International Equities Have Renewed Appeal
International equities and quality- and value-oriented strategies have caught investor attention, according to Sandra Testani, American Century’s head of ETF product and strategy. Indeed, the top fund for inflows over the past four weeks is its international quality fund, the American Century Quality Diversified International ETF (QINT ).
The $523 million fund pulled in more than $27 million over the last monthlong period and nearly $88 million year to date. In all, American Century has nearly $6 billion in assets invested across the more than 15 ETFs carrying the firm’s brand name. The largest of those funds is the American Century U.S. Quality Growth ETF (QGRO ) at more than $2 billion in assets.
Testani attributed QINT’s appeal to the fund’s international exposures, given the outperformance exhibited by non-U.S. markets last year and into 2026. She noted that many advisors are underweight in non-U.S. securities because the U.S. had outperformed by such a wide margin for so long.
“If you’re looking to diversify away from the concentration in the U.S. equity markets, you look outside the U.S. You have a much broader footprint. The valuations remain — even despite the recent outperformance — relatively much more attractive,” Testani said in a recent interview.
She noted that 70% of companies are outside the U.S. and that while the U.S. represents nearly two thirds of global market cap, it is only 25%-30% of the global GDP.
“It’s really about opportunities,” Testani added.
Value as Another Opportunity
Similarly, as investors grow disillusioned with Magnificent Seven stocks and their outsized positions in market indexes, value seems like an opportunity for investors, according to Testani. She pointed out that investors and the market have started to pull back from some of these companies.
“In the U.S., in the growth indexes, the top 10 names are almost 60% of the index. In the S&P 500, they’re almost 40%,” Testani also noted.

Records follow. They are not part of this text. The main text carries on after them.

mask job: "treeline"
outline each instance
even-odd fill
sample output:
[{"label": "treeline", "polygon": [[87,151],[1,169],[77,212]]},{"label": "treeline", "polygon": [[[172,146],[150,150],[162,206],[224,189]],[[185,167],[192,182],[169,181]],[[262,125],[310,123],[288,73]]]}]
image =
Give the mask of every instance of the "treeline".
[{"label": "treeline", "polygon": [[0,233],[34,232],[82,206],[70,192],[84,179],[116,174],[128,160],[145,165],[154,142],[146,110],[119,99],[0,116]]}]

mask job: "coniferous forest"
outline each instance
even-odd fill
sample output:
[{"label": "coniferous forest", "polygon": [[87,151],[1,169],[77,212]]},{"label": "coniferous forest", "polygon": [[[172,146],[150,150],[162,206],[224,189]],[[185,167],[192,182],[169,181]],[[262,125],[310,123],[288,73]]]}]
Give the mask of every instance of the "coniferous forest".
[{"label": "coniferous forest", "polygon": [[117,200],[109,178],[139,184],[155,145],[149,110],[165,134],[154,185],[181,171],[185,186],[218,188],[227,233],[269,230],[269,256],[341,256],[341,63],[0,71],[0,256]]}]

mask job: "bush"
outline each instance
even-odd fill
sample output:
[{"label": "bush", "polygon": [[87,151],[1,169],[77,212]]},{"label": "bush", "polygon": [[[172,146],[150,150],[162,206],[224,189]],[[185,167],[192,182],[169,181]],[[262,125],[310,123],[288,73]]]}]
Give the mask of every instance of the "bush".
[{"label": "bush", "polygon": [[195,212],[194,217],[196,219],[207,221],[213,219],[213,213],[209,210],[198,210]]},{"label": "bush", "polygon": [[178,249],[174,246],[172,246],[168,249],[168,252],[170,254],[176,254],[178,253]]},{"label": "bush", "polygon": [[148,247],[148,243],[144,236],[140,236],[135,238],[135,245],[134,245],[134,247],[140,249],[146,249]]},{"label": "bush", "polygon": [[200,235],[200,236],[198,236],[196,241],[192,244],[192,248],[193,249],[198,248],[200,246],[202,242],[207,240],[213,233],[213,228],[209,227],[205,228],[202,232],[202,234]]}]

She added: “When you look at what the value side of the ledger looks like, it’s much more diversified and has pretty different exposures. And whether it’s financials or healthcare or energy names, [it’s] just a little bit less concentrated in some of those AI-related bets.”
American Century’s lineup includes the semitransparent actively managed American Century Focused Large Cap Value ETF (FLV ), which has pulled in roughly $35 million year to date, more than four times what it pulled in during the same time period last year. The fund holds more than $320 million in assets under management.
FLV was one of the first semitransparent ETFs to launch, rolling out in early 2020. Testani notes that it is run by the same large value team that has managed a mutual fund with a very similar value strategy focused on high quality and low beta for more than 30 years.
Municipals Shine in the Fixed Income Lineup
American Century also has a strong bond ETF lineup and Testani highlighted the actively managed American Century Diversified Municipal Bond ETF (TAXF ) as an object of growing interest for investors. The $582 million ETF, which launched in 2018, has pulled in roughly $38 million year to date, as investors flood into the space.
Not only do municipal bonds come with tax exemptions, they rarely default. Moreover, some municipalities prefer not to pay for their bonds to receive ratings, which means that those bonds are automatically classified as high yield, no matter what their other characteristics, Testani pointed out.
It means that the bonds do not qualify for a standard municipal bond index, but could represent an opportunity for an active manager willing to do the research to uncover the bond’s true creditworthiness. Nearly 13% of TAXF’s portfolio consists of high-yield municipal bonds.
“We think it’s really fertile ground for us to be able to add value,” Testani said of the municipal bond space.